Consumer goods firm Unilever has collaborated with start-up firm Ioniqa and polyethylene terephthalate (PET) resin producer Indorama Ventures to pioneer a new technology that can turn PET waste into virgin grade material for use in food packaging applications.
Ioniqa has developed an advanced technology, which can turn any PET waste, including colored packs, into transparent virgin grade material.
The technology, which has completed its pilot stage, will be tested at an industrial scale.
PET is largely used in producing plastic packaging, and only up to 20% of the total material is recycled and the remaining material is either incinerated, disposed of in landfills or leaked into the natural environment.
Unilever, via its R&D foods team, has collaborated with Indorama Ventures and Ioniqa, a spin-off from Netherlands-based Eindhoven University of Technology, to deal with the issue.
Ioniqa’s new technology adopts non-recycled PET waste such as colored bottles and breaks it down to base molecule level, helping to separate the color and other contaminants.
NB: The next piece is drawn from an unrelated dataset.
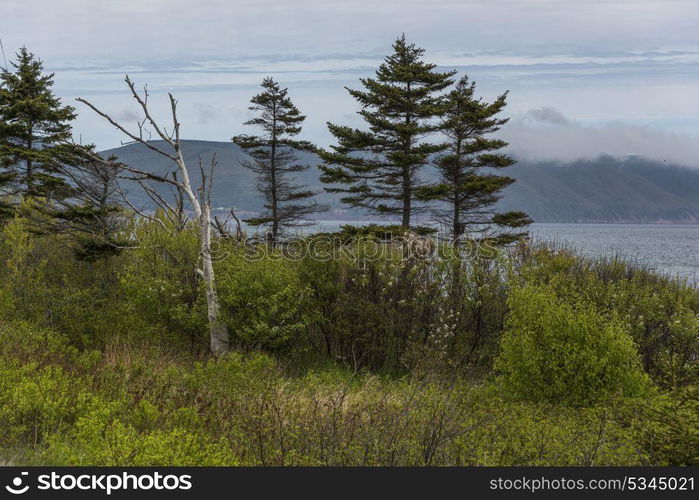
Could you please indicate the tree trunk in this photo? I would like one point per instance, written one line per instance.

Later, the molecules will be converted back into PET, which is similar to virgin grade quality at Indorama’s facility.
If it is successfully tested at industrial scale, the PET material will be converted back into food-grade packaging in the future.
In 2017, Unilever decided that all of its plastic packaging being reusable, recyclable or compostable by 2025.
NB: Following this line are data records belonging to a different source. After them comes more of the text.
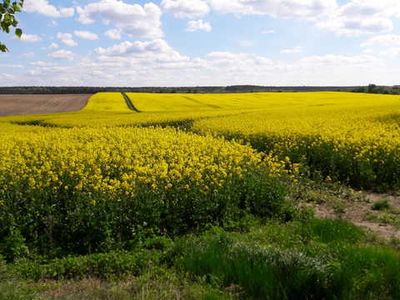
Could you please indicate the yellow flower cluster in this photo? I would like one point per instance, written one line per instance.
(116, 161)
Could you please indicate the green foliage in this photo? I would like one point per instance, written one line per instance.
(316, 260)
(12, 246)
(8, 20)
(381, 205)
(102, 265)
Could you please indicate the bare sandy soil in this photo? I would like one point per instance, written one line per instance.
(40, 104)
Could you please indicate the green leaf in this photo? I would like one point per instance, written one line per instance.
(18, 32)
(3, 48)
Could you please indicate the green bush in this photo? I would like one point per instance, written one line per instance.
(326, 260)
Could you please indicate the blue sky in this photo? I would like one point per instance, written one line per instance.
(204, 42)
Unilever chief R&D officer David Blanchard said: “We want all of our packaging to be fit for a world that is circular by design, stepping away from the take-make-dispose model that we currently live in.
“This innovation is particularly exciting because it could unlock one of the major barriers today – making all forms of recycled PET suitable for food packaging.”
Indorama Ventures Group CEO Aloke Lohia said: “We aspire to be a world-class chemical company making great products for society, and this partnership is fully aligned with our vision. Our approach is not limited to our own operations, but we take the entire supply chain into account, including what happens to our products after use.”